Con il Dlgs 158/2015 sono state inasprite le ammende previste dal Testo unico in materia di IVA. In particolare, si distingue tra:
- omissione o errata applicazione dell’inversione contabile;
- errore nell’IVA dichiarata.
Nel primo caso, le sanzioni sono più elevate, dato che non è stato effettuato un versamento dell’imposta sul valore aggiunto e, come tale, si applicherà una pena pecuniaria da un minimo di 500€ a un massimo di 20.000€.
L’ammenda sarà più levata nell’ipotesi di tentativo di nascondere l’omissione del reverse charge, per esempio non inserendolo nelle scritture contabili. In questo caso, la sanzione sarà incrementata dal 5% fino al 10%.
Diversa è la situazione in cui si è effettuata comunque una dichiarazione ai fini d’IVA, ma questa contiene un importo sbagliato o un errore nell’applicare il meccanismo di reverse charge a operazioni non soggette. In questa casistica, il legislatore ha voluto ridurre le eventuali sanzioni, prevedendo un’ammenda con un minimo di 250€ e un massimo di 10.000€.
Infine, in caso di mancato reverse charge, avrai la possibilità di ridurre ulteriormente la sanzione fino a 1/9 del suo valore attraverso il sistema del ravvedimento operoso, versando quanto dovuto all’erario senza contestare l’eventuale sanzione attraverso un procedimento di opposizione.

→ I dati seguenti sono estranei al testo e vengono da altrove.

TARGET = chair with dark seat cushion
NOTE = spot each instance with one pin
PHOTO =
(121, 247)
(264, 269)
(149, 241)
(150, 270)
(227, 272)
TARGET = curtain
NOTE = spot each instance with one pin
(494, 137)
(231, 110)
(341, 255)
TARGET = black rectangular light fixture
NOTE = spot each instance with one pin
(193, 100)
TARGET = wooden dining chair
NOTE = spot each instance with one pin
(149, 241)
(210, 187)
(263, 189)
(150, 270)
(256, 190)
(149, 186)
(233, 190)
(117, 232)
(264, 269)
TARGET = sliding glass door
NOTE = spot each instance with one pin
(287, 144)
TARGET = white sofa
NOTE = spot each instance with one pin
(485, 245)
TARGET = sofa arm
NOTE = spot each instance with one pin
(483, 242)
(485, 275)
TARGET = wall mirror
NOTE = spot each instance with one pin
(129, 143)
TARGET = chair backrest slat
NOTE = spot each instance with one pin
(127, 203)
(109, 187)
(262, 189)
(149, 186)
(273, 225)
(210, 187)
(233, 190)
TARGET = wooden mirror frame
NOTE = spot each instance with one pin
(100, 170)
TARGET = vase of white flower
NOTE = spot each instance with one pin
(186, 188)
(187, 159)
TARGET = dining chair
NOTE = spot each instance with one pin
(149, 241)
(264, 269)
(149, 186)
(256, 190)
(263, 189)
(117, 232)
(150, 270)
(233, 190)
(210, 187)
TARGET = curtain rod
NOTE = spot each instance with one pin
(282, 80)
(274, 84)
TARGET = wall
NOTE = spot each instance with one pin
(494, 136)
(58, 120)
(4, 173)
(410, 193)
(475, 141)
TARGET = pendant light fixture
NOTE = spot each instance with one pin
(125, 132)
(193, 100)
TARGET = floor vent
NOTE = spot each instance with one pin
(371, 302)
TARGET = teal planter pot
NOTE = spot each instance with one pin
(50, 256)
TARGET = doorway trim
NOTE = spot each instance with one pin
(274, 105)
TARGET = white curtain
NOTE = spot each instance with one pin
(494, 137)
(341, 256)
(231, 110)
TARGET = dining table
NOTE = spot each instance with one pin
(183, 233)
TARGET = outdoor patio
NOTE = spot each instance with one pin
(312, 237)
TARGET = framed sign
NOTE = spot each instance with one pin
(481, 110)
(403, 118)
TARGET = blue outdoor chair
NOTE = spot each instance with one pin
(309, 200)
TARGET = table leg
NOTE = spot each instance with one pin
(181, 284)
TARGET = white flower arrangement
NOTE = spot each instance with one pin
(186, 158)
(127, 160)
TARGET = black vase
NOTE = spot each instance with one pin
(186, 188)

Reverse charge: domande frequenti
Il termine reverse charge può essere tradotto come inversione contabile o spostamento fiscale e prevede il versamento dell’IVA a carico non di chi vende un prodotto o servizio, ma di chi lo acquista.
Il reverse charge si applica alle operazioni a titolo oneroso in Europa e per alcune categorie di prestazioni o vendita di beni in Italia.
L’IVA nel reverse charge è pagata dal destinatario acquirente e non dal fornitore, attraverso l’emissione di una nota di credito o di autofattura.